Composer Nick Glennie-Smith wrote a score for the film but then left the project, and was replaced (at the 11th hour) by Stephen Graziano. But the final film ended up using both composers scores - even though Glennie-Smith had his name removed from the film. The funny thing is (or sad thing, depending on your viewpoint) the music was the best part of the film. GNP Crescendo released the soundtrack album to Highlander Endgame and wisely included both Graziano's and Glennie-Smith's scores.
Graziano does an excellent job arranging the traditional song "Bonny Portmore", heard frequently in the "Highlander" television series. The "Opening Titles" cue runs over ten-minutes in length, and encompasses many of the themes that Graziano will bring to the score. It begins with a light suspenseful piano motif as well as a more exciting guitar and bagpipes (and strings) theme. It's melodic and it's a joy to listen to. There are even some choral moments that create a feeling of wonder and mystery. "Motorcycle Gang Fight" is a more rock-based cue, with plenty of crashing electric guitars and synth with an underlying percussive groove to enhance the action on screen. Unfortunately, some of the synth string work sounds very fabricated - it just doesn't mesh as well as the other string work on the album.
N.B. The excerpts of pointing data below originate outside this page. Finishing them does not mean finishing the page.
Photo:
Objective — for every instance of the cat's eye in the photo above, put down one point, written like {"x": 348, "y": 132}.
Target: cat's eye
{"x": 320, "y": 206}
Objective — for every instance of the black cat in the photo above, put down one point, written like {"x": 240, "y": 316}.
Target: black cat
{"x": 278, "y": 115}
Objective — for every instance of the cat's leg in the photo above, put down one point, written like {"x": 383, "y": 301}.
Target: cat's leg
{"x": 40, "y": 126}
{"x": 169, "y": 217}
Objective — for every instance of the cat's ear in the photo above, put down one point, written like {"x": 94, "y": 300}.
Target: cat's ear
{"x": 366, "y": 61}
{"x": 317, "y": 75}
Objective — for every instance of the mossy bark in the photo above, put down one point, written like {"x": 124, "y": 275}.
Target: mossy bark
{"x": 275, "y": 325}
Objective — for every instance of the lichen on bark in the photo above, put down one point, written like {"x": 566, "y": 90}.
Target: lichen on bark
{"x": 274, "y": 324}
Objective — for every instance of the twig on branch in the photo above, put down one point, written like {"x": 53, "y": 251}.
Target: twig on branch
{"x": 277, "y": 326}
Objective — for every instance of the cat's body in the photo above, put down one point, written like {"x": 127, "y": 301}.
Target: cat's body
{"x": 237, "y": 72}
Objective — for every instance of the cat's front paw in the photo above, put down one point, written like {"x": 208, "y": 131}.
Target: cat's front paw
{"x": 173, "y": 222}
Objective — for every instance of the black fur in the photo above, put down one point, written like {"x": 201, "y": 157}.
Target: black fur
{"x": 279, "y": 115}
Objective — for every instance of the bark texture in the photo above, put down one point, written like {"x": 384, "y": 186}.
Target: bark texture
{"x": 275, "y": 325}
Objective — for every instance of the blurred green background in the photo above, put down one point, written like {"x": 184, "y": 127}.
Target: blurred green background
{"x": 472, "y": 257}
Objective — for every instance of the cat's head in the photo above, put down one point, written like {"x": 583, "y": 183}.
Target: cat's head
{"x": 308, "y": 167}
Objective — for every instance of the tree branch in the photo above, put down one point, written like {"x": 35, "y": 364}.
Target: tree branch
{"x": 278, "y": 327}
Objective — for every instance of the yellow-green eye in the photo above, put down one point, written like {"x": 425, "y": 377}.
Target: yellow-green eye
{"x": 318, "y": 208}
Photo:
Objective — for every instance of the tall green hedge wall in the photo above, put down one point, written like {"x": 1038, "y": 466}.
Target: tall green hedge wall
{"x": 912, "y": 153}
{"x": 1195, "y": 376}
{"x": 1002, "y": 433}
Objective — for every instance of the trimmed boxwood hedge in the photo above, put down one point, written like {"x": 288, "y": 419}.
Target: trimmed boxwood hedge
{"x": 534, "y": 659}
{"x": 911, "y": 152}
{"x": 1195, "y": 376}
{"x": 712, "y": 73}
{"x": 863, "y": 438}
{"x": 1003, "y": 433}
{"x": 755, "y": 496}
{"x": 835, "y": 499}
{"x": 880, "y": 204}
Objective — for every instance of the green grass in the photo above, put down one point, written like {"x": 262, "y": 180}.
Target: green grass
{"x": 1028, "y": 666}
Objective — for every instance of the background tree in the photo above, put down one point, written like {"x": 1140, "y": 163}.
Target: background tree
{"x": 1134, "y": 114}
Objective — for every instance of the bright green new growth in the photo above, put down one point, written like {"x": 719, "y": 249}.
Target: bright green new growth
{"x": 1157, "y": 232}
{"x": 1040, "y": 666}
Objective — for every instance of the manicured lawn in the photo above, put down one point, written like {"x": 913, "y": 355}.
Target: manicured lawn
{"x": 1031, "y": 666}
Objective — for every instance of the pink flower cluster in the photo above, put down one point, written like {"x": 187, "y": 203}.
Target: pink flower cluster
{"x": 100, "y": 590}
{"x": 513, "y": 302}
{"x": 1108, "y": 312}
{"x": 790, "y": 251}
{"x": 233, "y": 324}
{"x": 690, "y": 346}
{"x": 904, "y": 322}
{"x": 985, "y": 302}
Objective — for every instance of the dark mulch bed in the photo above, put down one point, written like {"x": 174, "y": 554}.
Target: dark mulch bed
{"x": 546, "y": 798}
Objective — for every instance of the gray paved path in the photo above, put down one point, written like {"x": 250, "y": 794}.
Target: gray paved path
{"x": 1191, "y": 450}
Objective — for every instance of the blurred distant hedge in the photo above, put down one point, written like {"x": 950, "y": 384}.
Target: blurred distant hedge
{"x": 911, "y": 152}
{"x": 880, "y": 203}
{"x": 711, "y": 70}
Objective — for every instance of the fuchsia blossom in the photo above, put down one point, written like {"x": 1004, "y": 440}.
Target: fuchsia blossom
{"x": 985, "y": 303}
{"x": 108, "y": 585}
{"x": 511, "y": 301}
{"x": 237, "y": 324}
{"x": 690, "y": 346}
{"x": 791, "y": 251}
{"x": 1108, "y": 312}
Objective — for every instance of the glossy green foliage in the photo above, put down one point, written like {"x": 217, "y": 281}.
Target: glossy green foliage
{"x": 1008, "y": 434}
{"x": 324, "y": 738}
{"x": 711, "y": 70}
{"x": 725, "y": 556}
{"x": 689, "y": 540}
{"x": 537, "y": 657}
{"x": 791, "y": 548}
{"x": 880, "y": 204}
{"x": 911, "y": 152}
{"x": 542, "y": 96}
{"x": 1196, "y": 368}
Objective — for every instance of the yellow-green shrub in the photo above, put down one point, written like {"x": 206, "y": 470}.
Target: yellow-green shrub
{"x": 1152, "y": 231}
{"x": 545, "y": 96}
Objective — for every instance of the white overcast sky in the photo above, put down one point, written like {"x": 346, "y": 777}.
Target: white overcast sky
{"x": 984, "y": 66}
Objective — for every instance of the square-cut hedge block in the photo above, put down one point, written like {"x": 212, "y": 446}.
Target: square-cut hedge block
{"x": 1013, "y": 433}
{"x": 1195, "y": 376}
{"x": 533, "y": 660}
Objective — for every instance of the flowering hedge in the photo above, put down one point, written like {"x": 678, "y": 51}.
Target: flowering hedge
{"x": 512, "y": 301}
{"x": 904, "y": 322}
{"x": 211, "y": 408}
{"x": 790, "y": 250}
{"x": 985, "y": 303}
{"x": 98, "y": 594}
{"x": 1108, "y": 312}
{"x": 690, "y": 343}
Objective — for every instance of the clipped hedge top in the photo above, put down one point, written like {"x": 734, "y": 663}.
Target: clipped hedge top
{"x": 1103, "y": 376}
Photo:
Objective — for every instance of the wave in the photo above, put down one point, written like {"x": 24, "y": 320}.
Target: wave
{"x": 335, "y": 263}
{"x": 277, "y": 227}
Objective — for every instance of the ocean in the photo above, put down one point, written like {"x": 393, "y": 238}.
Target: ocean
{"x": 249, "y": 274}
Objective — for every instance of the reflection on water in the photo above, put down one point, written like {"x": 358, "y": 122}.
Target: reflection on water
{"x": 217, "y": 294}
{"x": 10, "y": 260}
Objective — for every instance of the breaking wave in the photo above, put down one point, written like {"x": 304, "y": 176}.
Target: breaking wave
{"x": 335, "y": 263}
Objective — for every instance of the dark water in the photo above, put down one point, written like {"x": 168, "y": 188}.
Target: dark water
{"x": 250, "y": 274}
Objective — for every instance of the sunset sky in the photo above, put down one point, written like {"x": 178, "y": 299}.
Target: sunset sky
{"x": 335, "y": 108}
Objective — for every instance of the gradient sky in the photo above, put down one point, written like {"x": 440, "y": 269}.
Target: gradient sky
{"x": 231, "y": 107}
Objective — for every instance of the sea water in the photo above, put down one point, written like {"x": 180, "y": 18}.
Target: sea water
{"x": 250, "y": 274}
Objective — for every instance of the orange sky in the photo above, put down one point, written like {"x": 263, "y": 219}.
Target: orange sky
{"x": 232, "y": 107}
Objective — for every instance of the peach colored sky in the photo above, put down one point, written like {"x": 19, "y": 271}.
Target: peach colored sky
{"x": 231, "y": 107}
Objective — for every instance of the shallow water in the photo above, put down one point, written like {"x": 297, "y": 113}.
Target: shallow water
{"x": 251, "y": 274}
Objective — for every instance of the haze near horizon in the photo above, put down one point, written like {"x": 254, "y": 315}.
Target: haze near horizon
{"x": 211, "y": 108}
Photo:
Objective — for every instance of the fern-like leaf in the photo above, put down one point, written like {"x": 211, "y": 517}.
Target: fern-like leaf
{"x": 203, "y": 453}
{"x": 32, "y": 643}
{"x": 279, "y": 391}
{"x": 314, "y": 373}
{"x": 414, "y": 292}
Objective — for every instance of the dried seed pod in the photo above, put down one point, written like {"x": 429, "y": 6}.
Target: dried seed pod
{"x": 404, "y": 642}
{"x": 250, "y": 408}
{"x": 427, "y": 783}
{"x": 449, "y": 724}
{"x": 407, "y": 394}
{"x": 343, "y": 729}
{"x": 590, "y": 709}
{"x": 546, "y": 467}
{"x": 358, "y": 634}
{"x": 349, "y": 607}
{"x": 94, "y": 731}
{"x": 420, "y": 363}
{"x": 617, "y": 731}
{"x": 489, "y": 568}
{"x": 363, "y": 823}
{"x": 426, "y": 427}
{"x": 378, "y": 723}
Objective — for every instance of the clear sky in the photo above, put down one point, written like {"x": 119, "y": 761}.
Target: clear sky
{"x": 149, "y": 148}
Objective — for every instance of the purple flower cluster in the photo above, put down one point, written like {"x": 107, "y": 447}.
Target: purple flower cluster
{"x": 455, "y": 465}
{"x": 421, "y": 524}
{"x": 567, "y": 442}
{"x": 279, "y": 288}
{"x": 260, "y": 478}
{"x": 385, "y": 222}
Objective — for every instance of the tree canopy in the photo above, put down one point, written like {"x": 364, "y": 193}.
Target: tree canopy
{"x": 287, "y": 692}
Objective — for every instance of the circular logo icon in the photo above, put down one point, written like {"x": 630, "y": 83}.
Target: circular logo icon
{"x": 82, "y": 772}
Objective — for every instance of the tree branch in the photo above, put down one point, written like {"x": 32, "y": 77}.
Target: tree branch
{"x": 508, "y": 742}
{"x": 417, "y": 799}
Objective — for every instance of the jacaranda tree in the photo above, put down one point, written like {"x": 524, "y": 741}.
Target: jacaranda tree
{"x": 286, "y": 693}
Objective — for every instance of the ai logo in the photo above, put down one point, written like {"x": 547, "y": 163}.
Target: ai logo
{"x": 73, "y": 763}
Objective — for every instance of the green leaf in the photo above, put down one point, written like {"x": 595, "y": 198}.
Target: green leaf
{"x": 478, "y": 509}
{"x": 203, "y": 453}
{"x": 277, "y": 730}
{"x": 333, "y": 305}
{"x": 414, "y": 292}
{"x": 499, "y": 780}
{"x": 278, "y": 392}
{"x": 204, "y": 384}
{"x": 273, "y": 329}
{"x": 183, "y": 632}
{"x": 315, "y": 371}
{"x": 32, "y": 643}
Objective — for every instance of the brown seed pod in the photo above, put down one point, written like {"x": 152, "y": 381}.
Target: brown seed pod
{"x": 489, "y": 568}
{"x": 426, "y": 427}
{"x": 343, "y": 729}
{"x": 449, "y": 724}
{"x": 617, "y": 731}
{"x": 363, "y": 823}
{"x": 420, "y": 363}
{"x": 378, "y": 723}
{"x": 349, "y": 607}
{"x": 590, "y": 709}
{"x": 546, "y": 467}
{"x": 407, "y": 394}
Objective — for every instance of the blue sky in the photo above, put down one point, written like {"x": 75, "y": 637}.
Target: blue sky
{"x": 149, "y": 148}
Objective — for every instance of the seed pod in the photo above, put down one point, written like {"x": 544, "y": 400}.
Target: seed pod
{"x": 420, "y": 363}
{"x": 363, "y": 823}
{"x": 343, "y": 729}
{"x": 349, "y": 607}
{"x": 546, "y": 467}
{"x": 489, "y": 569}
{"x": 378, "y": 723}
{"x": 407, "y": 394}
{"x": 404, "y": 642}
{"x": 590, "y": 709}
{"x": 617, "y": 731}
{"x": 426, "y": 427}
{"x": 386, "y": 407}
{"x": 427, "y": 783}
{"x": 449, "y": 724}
"Say Goodbye To Kate / Last Supper Slash" is a great dramatic cue that uses all of the elements I enjoyed in this score - primarily a dramatic string section, a great percussive rhythm, and a female soloist wailing in a foreign tongue. I don't know why, but it's really dramatic and stands out on the album. Up until this point, Stephen Graziano has written all of the cues - but now we hit an "amalgam" cue. "Heather Cuts Her Hair" contains music both by Graziano and Glennie-Smith - even though (to the best of my knowledge) neither of them worked together. It's the first time we get a hint of Glennie-Smith's themes, and I liked what I heard.
"The Legend Of The Immortals" is a ten-minute long cue that starts out Nick Glennie-Smith's segment of the score album. It's mostly atmosphere for the first minute or so as it slowly builds. The resulting theme is something straight out of Glennie-Smith's repertoire - a great theme that sounds like it might have been better placed in a Jerry Bruckheimer film than this one. But nonetheless, he provides the right tone for incidents playing out on the screen. "Connor and Duncan Fight Together" is an upbeat traditional-sounding period piece that must have been fun to write because it is so different from the rest of the score. "Attack At The Loft" is another pounding action cue that works great, considering Glennie-Smith's past experiences at Mediaventures. The most dramatic cue he wrote (ala "Heather Cuts Her Hair" is "Killing An Old Friend" - it's emotional and powerful, and takes full advantage of the themes from the previously mentioned cues.
The liner notes in the album are lengthy and informative, and the production design is nicely presented. Running a hair over an hour, this might not be a score to rush out and buy, but it's certainly filled with some quality moments. It's just unfortunate that the film didn't.